Consommation d’antibiotiques : de timides progrès en France
Publié le - par le blob avec l’AFP
La consommation d’antibiotiques en France se stabilise, voire tend à baisser, mais reste quand même trop élevée, selon un rapport officiel publié aujourd’hui à l’occasion de la semaine mondiale pour un bon usage des antibiotiques.
Cet événement a pour but d’attirer l’attention du public sur l’antibiorésistance (le fait que certaines bactéries finissent par devenir résistantes aux antibiotiques), considérée comme une menace majeure par les autorités sanitaires mondiales.
L’estimation de l’agence Santé publique France porte sur les antibiotiques prescrits en ville (c’est-à-dire hors hôpital), soit 93 % de la consommation totale. Elle se base sur deux indicateurs : le nombre de doses consommées et le nombre de prescriptions.
Si on prend en compte le premier indicateur, la consommation des antibiotiques en médecine de ville « se stabilise », après une hausse entre 2014 et 2016. Elle se monte à 22,5 doses pour 1 000 habitants et par jour en 2018, contre 22,7 en 2009.
Pour avoir une vision plus précise, les autorités sanitaires ont utilisé cette année un nouvel indicateur, le nombre de prescriptions. Il montre que la consommation d’antibiotiques a baissé de 15 % entre 2009 et 2018 (passant de 2,81 à 2,38 pour 1 000 habitants et par jour).
« Dans les deux cas, c’est assez encourageant », explique Bruno Coignard, directeur des maladies infectieuses à Santé publique France. Pour autant, « il y a encore beaucoup de chemin à faire », ajoute-t-il. Car la France reste l’un des mauvais élèves de l’Europe : c’est le troisième pays européen le moins performant (derrière la Grèce et Chypre).
Si on additionne ville et hôpital, « la France est à 25,3 doses pour 1 000 habitants et par jour. Or, la moyenne européenne est de 19,8 », indique le Dr Coignard. Pays le plus performant, « les Pays-Bas sont à 9,7 : en gros, cela veut dire qu’on consomme trois fois plus d’antibiotiques en France », ajoute-t-il.
Selon le rapport, « l’assurance maladie pourrait économiser 400 millions d’euros si la consommation française était la même que celle des Pays-Bas ».
Habitudes culturelles
Comment expliquer cette spécificité française, qui perdure malgré les recommandations ? Par « des pratiques et un historique dans l’approche médicamenteuse qui varient selon les pays », répond le Dr Coignard.
En France, « la prise en charge repose beaucoup sur un traitement : un patient attend une ordonnance à la sortie » d’une consultation, analyse-t-il. « Les habitudes sont difficiles à changer », renchérit le Dr Gabriel Birgand, qui souligne les aspects « culturels et émotionnels » de la prescription d’antibiotiques.
Certains médecins vont vouloir « taper large et essayer de résoudre un problème par un traitement antibiotique d’emblée, plutôt que de dire au patient ““revenez dans les jours qui viennent si c’est nécessaire” », estime-t-il.

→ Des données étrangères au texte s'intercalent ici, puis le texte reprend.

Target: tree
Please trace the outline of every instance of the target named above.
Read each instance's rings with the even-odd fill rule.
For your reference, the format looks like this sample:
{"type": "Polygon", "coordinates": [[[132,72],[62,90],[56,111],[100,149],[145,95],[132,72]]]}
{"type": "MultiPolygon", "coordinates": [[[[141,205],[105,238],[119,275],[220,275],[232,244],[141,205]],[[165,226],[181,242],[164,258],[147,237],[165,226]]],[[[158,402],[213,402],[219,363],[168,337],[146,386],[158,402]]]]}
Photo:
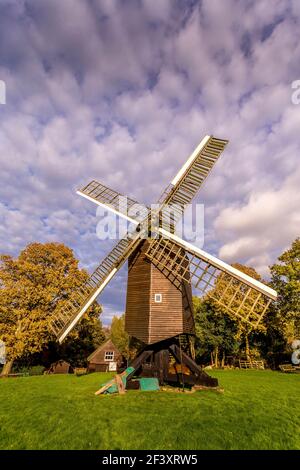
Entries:
{"type": "MultiPolygon", "coordinates": [[[[14,360],[41,351],[53,338],[52,315],[87,277],[73,251],[59,243],[32,243],[16,259],[0,256],[0,339],[7,357],[2,374],[9,373],[14,360]]],[[[71,337],[79,338],[87,322],[96,325],[100,313],[94,304],[71,337]]]]}
{"type": "Polygon", "coordinates": [[[273,326],[287,343],[300,335],[300,238],[271,266],[272,286],[278,301],[273,309],[273,326]]]}
{"type": "MultiPolygon", "coordinates": [[[[255,271],[254,268],[250,266],[245,266],[240,263],[233,263],[232,266],[238,269],[239,271],[247,274],[248,276],[251,276],[253,279],[256,279],[257,281],[262,282],[261,276],[258,274],[257,271],[255,271]]],[[[222,278],[221,282],[216,283],[215,293],[217,294],[216,295],[217,297],[219,296],[218,291],[220,291],[220,293],[223,294],[224,289],[226,289],[227,282],[229,282],[229,280],[225,276],[224,278],[222,278]]],[[[222,301],[224,304],[229,304],[232,294],[235,292],[236,287],[239,285],[239,281],[236,281],[236,284],[237,285],[235,285],[235,281],[233,281],[232,289],[225,290],[225,295],[223,295],[223,298],[222,298],[222,301]]],[[[240,303],[244,302],[239,312],[241,316],[243,317],[247,316],[247,308],[252,306],[253,301],[256,298],[256,295],[257,295],[256,292],[253,292],[253,293],[251,292],[248,295],[247,299],[245,299],[245,292],[243,292],[242,289],[238,292],[238,295],[236,295],[235,297],[235,301],[239,305],[240,303]]],[[[216,303],[215,308],[219,313],[222,313],[223,315],[228,315],[227,311],[221,305],[218,305],[216,303]]],[[[253,331],[252,327],[248,323],[242,320],[242,318],[239,318],[233,314],[230,316],[236,322],[236,326],[237,326],[236,339],[241,342],[241,345],[244,345],[245,356],[247,360],[250,361],[251,360],[250,343],[251,341],[252,342],[254,341],[255,336],[257,335],[257,331],[263,332],[266,330],[264,327],[264,324],[262,322],[259,325],[257,331],[255,332],[253,331]]]]}

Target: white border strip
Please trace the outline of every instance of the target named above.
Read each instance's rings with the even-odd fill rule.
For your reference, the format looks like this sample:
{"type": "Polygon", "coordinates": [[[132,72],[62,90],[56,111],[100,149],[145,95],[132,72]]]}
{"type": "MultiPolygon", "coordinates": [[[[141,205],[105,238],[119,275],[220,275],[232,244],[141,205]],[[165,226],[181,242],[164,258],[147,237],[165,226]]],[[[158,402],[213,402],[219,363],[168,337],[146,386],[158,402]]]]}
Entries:
{"type": "Polygon", "coordinates": [[[114,268],[110,273],[109,275],[107,276],[107,278],[105,279],[105,281],[101,284],[101,286],[98,287],[98,289],[96,290],[96,292],[92,295],[92,297],[89,299],[89,301],[84,305],[84,307],[80,310],[80,312],[76,315],[76,317],[73,319],[72,323],[70,323],[70,325],[68,326],[68,328],[63,332],[63,334],[59,337],[58,341],[60,343],[63,342],[63,340],[65,339],[65,337],[69,334],[69,332],[74,328],[74,326],[76,325],[76,323],[78,322],[78,320],[82,317],[82,315],[87,311],[87,309],[89,308],[89,306],[94,302],[94,300],[96,299],[96,297],[98,297],[98,295],[100,294],[100,292],[104,289],[104,287],[109,283],[109,281],[111,280],[111,278],[116,274],[117,272],[117,268],[114,268]]]}
{"type": "Polygon", "coordinates": [[[200,144],[198,145],[198,147],[195,148],[195,150],[193,151],[192,155],[187,159],[187,161],[185,162],[185,164],[182,166],[182,168],[179,170],[179,172],[177,173],[177,175],[175,176],[175,178],[171,181],[171,184],[173,186],[175,186],[178,181],[182,178],[182,176],[184,175],[184,173],[186,172],[186,170],[189,168],[190,165],[192,165],[193,161],[198,157],[199,153],[201,152],[201,150],[203,150],[203,148],[205,147],[205,145],[207,144],[207,142],[209,141],[209,139],[211,138],[211,135],[206,135],[200,142],[200,144]]]}
{"type": "Polygon", "coordinates": [[[159,232],[164,237],[170,240],[174,240],[176,243],[178,243],[178,245],[181,245],[183,248],[186,248],[189,252],[199,255],[200,258],[210,262],[222,271],[232,274],[235,278],[239,279],[240,281],[246,282],[246,284],[253,287],[254,289],[259,290],[268,297],[271,297],[273,300],[277,299],[277,292],[274,289],[271,289],[271,287],[266,286],[265,284],[257,281],[256,279],[253,279],[251,276],[248,276],[239,269],[230,266],[230,264],[227,264],[224,261],[221,261],[220,259],[216,258],[215,256],[206,253],[206,251],[203,251],[200,248],[197,248],[196,246],[192,245],[191,243],[182,240],[182,238],[179,238],[177,235],[173,235],[172,233],[168,232],[167,230],[164,230],[163,228],[160,228],[159,232]]]}

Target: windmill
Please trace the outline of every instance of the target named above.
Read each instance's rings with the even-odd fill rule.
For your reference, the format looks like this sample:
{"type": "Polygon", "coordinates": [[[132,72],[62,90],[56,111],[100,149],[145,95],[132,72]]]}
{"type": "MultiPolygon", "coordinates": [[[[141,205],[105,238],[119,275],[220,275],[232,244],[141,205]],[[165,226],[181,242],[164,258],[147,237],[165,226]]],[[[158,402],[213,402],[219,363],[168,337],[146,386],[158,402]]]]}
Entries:
{"type": "Polygon", "coordinates": [[[125,329],[144,344],[132,361],[128,386],[134,376],[157,377],[161,384],[217,385],[217,380],[194,360],[192,286],[231,318],[253,329],[259,326],[270,302],[276,300],[277,293],[270,287],[175,234],[186,205],[198,193],[227,143],[214,136],[204,137],[152,211],[141,207],[132,215],[137,201],[126,198],[125,207],[120,193],[97,181],[77,191],[127,219],[131,230],[55,314],[51,329],[62,342],[128,262],[125,329]]]}

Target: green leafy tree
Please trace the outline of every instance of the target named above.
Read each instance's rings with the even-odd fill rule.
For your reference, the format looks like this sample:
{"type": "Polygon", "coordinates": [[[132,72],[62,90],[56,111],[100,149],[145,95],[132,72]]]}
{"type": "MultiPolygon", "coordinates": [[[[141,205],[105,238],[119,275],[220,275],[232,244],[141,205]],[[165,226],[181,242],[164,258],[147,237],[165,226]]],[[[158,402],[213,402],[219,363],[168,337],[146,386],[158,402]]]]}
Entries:
{"type": "MultiPolygon", "coordinates": [[[[40,352],[53,339],[52,315],[87,277],[73,251],[59,243],[32,243],[17,258],[0,256],[0,339],[7,357],[3,374],[16,359],[40,352]]],[[[87,322],[91,328],[98,325],[100,313],[94,304],[70,338],[83,335],[87,322]]]]}
{"type": "Polygon", "coordinates": [[[300,335],[300,238],[271,266],[272,286],[277,290],[278,302],[273,309],[272,326],[279,330],[286,342],[300,335]]]}
{"type": "Polygon", "coordinates": [[[193,304],[197,361],[210,361],[215,367],[224,365],[226,356],[238,352],[236,323],[216,310],[215,304],[208,298],[193,297],[193,304]]]}

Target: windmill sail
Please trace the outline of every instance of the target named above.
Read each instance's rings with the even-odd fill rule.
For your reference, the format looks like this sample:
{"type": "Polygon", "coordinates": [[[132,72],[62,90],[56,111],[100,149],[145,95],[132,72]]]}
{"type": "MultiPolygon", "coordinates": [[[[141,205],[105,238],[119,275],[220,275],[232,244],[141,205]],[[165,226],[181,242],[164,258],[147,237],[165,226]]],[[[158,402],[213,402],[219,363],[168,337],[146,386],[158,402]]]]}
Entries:
{"type": "Polygon", "coordinates": [[[180,280],[191,282],[231,317],[258,327],[276,291],[176,235],[160,233],[163,237],[150,243],[146,256],[165,276],[178,287],[180,280]]]}
{"type": "Polygon", "coordinates": [[[163,226],[164,221],[175,225],[181,218],[185,206],[192,202],[227,144],[228,140],[213,136],[206,136],[200,142],[159,199],[163,226]]]}
{"type": "Polygon", "coordinates": [[[99,206],[110,209],[135,224],[144,220],[149,211],[146,206],[139,204],[134,199],[123,196],[95,180],[78,190],[77,194],[99,206]]]}
{"type": "Polygon", "coordinates": [[[75,290],[66,304],[62,305],[51,318],[50,328],[59,342],[62,342],[75,327],[139,243],[139,234],[134,236],[126,234],[103,259],[86,283],[75,290]]]}

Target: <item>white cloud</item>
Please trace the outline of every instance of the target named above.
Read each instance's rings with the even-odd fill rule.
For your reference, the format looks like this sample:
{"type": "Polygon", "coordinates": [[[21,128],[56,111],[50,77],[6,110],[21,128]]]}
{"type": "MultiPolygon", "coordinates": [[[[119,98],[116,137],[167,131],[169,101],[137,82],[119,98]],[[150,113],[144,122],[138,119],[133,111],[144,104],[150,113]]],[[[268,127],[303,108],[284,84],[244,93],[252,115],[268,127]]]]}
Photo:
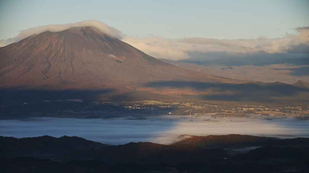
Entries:
{"type": "Polygon", "coordinates": [[[71,27],[84,26],[94,26],[107,34],[119,39],[121,39],[122,38],[123,34],[121,32],[116,28],[108,26],[104,23],[98,20],[90,20],[76,23],[39,26],[23,30],[20,31],[17,36],[14,38],[0,40],[0,47],[3,47],[19,41],[34,34],[38,34],[46,30],[53,32],[59,32],[68,29],[71,27]]]}
{"type": "MultiPolygon", "coordinates": [[[[123,41],[157,58],[177,60],[191,58],[190,52],[224,52],[228,54],[265,53],[286,53],[304,45],[309,50],[309,30],[297,30],[297,34],[287,34],[282,38],[226,40],[200,38],[167,39],[159,37],[145,38],[126,37],[123,41]]],[[[308,52],[306,52],[308,53],[308,52]]]]}
{"type": "Polygon", "coordinates": [[[121,39],[155,58],[171,60],[194,58],[195,57],[191,56],[194,54],[192,53],[193,52],[221,53],[221,54],[226,54],[230,57],[235,55],[244,56],[247,53],[309,53],[308,26],[296,28],[296,34],[287,33],[284,37],[272,39],[268,39],[262,36],[254,39],[235,40],[200,38],[168,39],[152,36],[140,38],[124,37],[124,34],[121,31],[95,20],[64,24],[39,26],[29,28],[22,31],[14,38],[0,40],[0,47],[18,42],[33,34],[37,34],[47,30],[57,32],[71,27],[83,26],[94,26],[103,32],[121,39]]]}

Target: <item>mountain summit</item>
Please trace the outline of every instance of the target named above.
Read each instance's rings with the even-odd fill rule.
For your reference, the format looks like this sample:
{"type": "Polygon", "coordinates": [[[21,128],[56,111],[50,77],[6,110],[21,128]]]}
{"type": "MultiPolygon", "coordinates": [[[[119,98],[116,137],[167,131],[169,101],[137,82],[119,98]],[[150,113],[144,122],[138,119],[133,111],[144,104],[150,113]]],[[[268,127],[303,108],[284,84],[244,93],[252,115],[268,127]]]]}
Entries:
{"type": "Polygon", "coordinates": [[[182,80],[241,83],[158,60],[93,26],[46,31],[0,48],[2,88],[66,89],[182,80]]]}

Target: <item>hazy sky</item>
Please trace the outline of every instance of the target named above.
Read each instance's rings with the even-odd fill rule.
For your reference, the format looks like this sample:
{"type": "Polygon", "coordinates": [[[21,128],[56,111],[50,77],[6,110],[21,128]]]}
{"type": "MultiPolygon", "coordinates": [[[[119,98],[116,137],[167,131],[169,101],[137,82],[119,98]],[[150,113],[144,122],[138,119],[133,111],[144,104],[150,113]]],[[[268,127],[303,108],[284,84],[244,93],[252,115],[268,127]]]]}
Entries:
{"type": "Polygon", "coordinates": [[[2,0],[0,40],[39,26],[92,19],[133,37],[277,38],[309,25],[308,9],[307,0],[2,0]]]}

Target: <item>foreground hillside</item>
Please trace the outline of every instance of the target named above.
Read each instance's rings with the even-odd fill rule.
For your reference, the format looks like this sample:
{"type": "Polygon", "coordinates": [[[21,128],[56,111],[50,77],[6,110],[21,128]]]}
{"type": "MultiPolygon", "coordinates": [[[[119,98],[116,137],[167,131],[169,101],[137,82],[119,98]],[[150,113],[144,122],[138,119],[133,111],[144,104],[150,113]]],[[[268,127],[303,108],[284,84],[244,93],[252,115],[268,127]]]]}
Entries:
{"type": "MultiPolygon", "coordinates": [[[[307,138],[290,139],[286,142],[286,139],[230,135],[196,136],[188,139],[203,137],[207,137],[215,147],[215,144],[220,147],[228,146],[231,142],[232,145],[237,146],[243,146],[244,142],[251,144],[256,144],[257,141],[263,142],[259,143],[261,147],[231,156],[232,150],[205,149],[194,144],[139,142],[107,146],[75,137],[44,136],[19,139],[1,137],[0,169],[2,172],[195,173],[307,172],[309,168],[307,138]],[[46,143],[48,141],[49,145],[46,143]],[[44,147],[33,150],[39,141],[44,147]],[[298,147],[269,145],[274,141],[282,146],[298,147]],[[76,142],[73,146],[72,144],[76,142]],[[53,144],[55,143],[58,144],[56,147],[53,144]],[[71,147],[67,147],[68,144],[71,144],[71,147]],[[302,144],[296,146],[299,144],[302,144]],[[103,146],[95,148],[100,145],[103,146]],[[89,148],[91,147],[93,148],[89,148]],[[20,157],[18,155],[20,153],[18,153],[12,156],[21,147],[25,150],[28,148],[28,154],[32,152],[37,154],[20,157]],[[57,151],[61,152],[53,155],[52,160],[39,159],[44,155],[46,158],[50,158],[51,154],[57,151]]],[[[204,142],[207,140],[203,139],[204,142]]]]}
{"type": "Polygon", "coordinates": [[[206,148],[218,147],[230,149],[267,145],[302,147],[309,146],[309,139],[298,138],[282,139],[277,138],[231,134],[193,136],[175,144],[194,144],[206,148]]]}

Selon le Dr Coignard, « l’enjeu n’est pas seulement de prescrire moins, mais mieux », en réfléchissant au choix du type d’antibiotiques ou à « la durée de traitement, qui peut être moins longue ». Si la consommation diminue chez les moins de 14 ans, elle augmente chez les plus de 65 ans, population « fragile et plus sujette à des infections », selon le Dr Coignard.
Par ailleurs, la consommation globale varie selon les régions. Elle dépasse la moyenne nationale en PACA et dans les Hauts-de-France, et est en dessous dans les Pays de la Loire, en Auvergne-Rhône-Alpes et en Bretagne. Enfin, le rapport s’intéresse à la bactérie Escherichia Coli, très courante et responsable notamment des infections urinaires.
Après une hausse entre 2012 et 2015, la résistance de cette bactérie aux antibiotiques appelés « céphalosporines de troisième génération » (C3G) baisse depuis 2016, en ville comme en Ehpad (établissements pour personnes âgées).
« Nous sommes contents de voir que ces résistances diminuent », commente le Dr Anne Berger-Carbonne, de Santé publique France. En effet, les C3G sont prescrites en cas d’infections urinaires graves (touchant par exemple les reins) et il est donc crucial qu’elles soient efficaces.
Même si cette baisse doit être confirmée, le Dr Birgand juge que « l’amélioration du bon usage des antibiotiques » peut être « un élément éventuel d’explication ».